GitHub Repository: YStrano/DataScience_GA
Path: blob/master/april_18/projects/unit-projects/project-1/README.md
¹⁹⁰⁴ views

Project #1: Research Design Write-Up

DS | Unit Project 1

PROMPT

"A problem well-stated is half-solved" -- Charles Kettering

Welcome to Data Science! In this first project you will create a framework to scope out data science projects. This framework will provide you with a guide to develop a well-articulated problem statement and analysis plan that will be robust and reproducible.

Goal: Create a structured iPython notebook using markup

Note: You'll be working with two scenarios in this project and one dataset.

DELIVERABLES

Completed iPython Notebook

Requirements:
- Identify features of the dataset, including the outcome and covariates/predictors
- Create a data dictionary with classification of available variables
- Write a high quality problem statement
- State the risks and assumptions of your data
- Outline exploratory analysis methods
Bonus:
- Practice writing an alternative problem statement for your dataset
- Articulate the risks and assumptions of this alternative model
Submission:
- TBD by Instructor

TIMELINE

Deadline	Deliverable	Description
Lesson 3	Project 1	Research Design Write-Up

EVALUATION

Your project will be assessed using the following standards:

Identify the Problem

Rubric: Click here for the complete rubric.
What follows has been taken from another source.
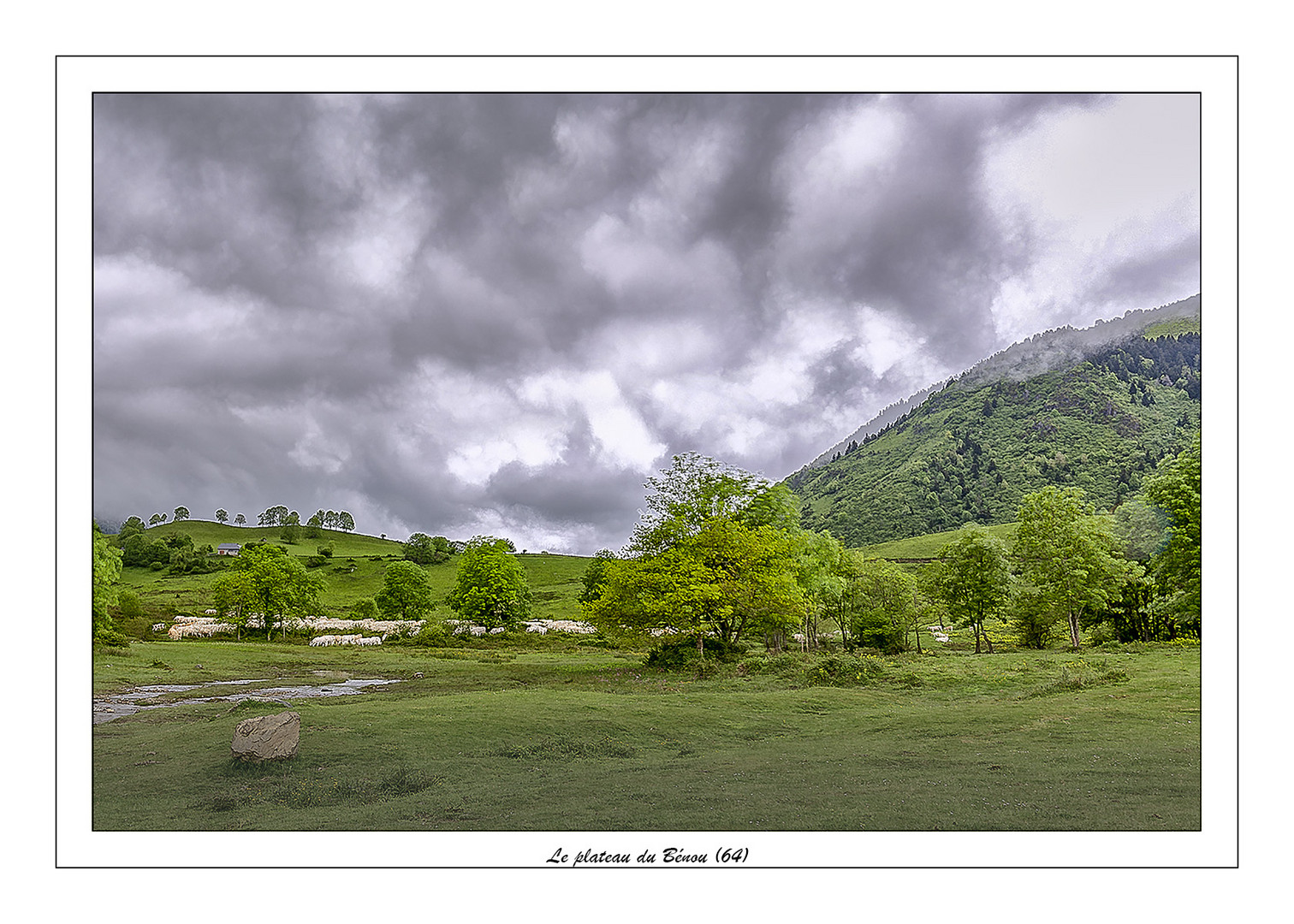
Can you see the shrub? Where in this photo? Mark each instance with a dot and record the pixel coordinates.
(844, 671)
(434, 634)
(680, 653)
Requirements for these standards will be assessed using the scale below:

Score | Expectations
----- | ------------
**0** | _Incomplete._
**1** | _Does not meet expectations._
**2** | _Meets expectations, good job!_
**3** | _Exceeds expectations, you wonderful creature, you!_

While your total score is a helpful gauge of whether you've met overall project goals, specific scores are more important since they'll show you where to focus your efforts in the future!

RESOURCES

Dataset

We'll be using the same dataset as UCLA's Logistic Regression in R tutorial to explore logistic regression in Python, as explained in yhat's blog. This is an excellent resource for using logistic regression and summary statistics to explore a relevant dataset. Our goal will be to identify the various factors that may influence admission into graduate school. It contains four variables- admit, gre, gpa, rank.

'admit' is a binary variable. It indicates whether or not a candidate was admitted admit =1) our not (admit= 0)
'gre' is GRE score
'gpa' stands for Grade Point Average
'rank' is the rank of an applicant's undergraduate alma mater, with 1 being the highest and 4 as the lowest

Dataset: Admissions.csv

Starter code

For this project we will be using an iPython notebook. Notebooks are a handy way to communicate your research with your team and share your analysis. Using markup syntax will allow you create more visually appealing notebooks.

Open the starter code instructions in iPython notebook.

Sample Deliverables

Check out the example notebook in our starter code, which includes a data dictionary and responses to questions. Wonder how to format your notebook the same way? Simply double-click on any section to view the markdown.

Suggestions for Getting Started

Get used to the iPython Notebook layout. Play around with keyboard shortcuts.
Try out basic markdown for commonly used formats; look up commands for headers, bold, italic, tables.
Read the docs for iPython Notebooks. Most of the time, there is a tutorial that you can follow, but not always, and learning to read documentation is crucial to your success as a data scientist!